Ucieczka cywilów z oblężonej Gazy, określana przez Izrael jako "ewakuacja", w rzeczywistości jest szlakiem pełnym bomb i śmierci – ocenia izraelski dziennik "Haarec". Jak podaje portal "Times of Israel", podróż na południe kosztuje jedną rodzinę 3500 dolarów. Dla wielu Palestyńczyków wybór sprowadza się do decyzji między ryzykiem śmierci w trakcie ataków a pozostaniem w miejscu pozbawionym podstawowych warunków życia.
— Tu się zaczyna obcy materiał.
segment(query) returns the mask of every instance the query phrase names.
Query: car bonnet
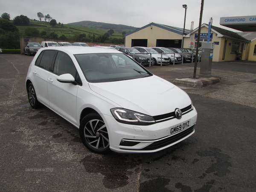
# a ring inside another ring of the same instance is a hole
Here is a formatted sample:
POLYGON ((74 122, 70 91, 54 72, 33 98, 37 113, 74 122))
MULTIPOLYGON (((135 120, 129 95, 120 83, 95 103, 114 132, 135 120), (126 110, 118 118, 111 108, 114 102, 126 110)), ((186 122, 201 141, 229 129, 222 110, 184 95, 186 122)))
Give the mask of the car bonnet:
POLYGON ((156 76, 89 84, 93 91, 116 103, 116 107, 152 116, 170 113, 191 104, 184 91, 156 76))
.Exodus w Gazie. Droga przez bomby i śmierć
Źródło zdjęć: © East News, Getty Images
Mateusz Czmiel

Co musisz wiedzieć:

"Haarec" w swoim czwartkowym reportażu opisuje dramat mieszkańców Gazy, którzy stają wobec niemożliwego wyboru: zostać w bombardowanym mieście lub zapłacić coraz wyższą cenę, aby uciec na południe. Koszt wyjazdu jednej rodziny wynosi ponad 3500 dolarów: tysiąc za sam transport, kolejny tysiąc za namiot lub prowizoryczne schronienie, a nawet jeśli ktoś posiada własny namiot, to za miejsce jego rozstawienia musi zapłacić 500 dolarów. Tak relacjonował dziennikowi 34-letni Dżamal Kadir, który wraz z żoną, czwórką dzieci i niepełnosprawną matką próbuje wydostać się z miasta.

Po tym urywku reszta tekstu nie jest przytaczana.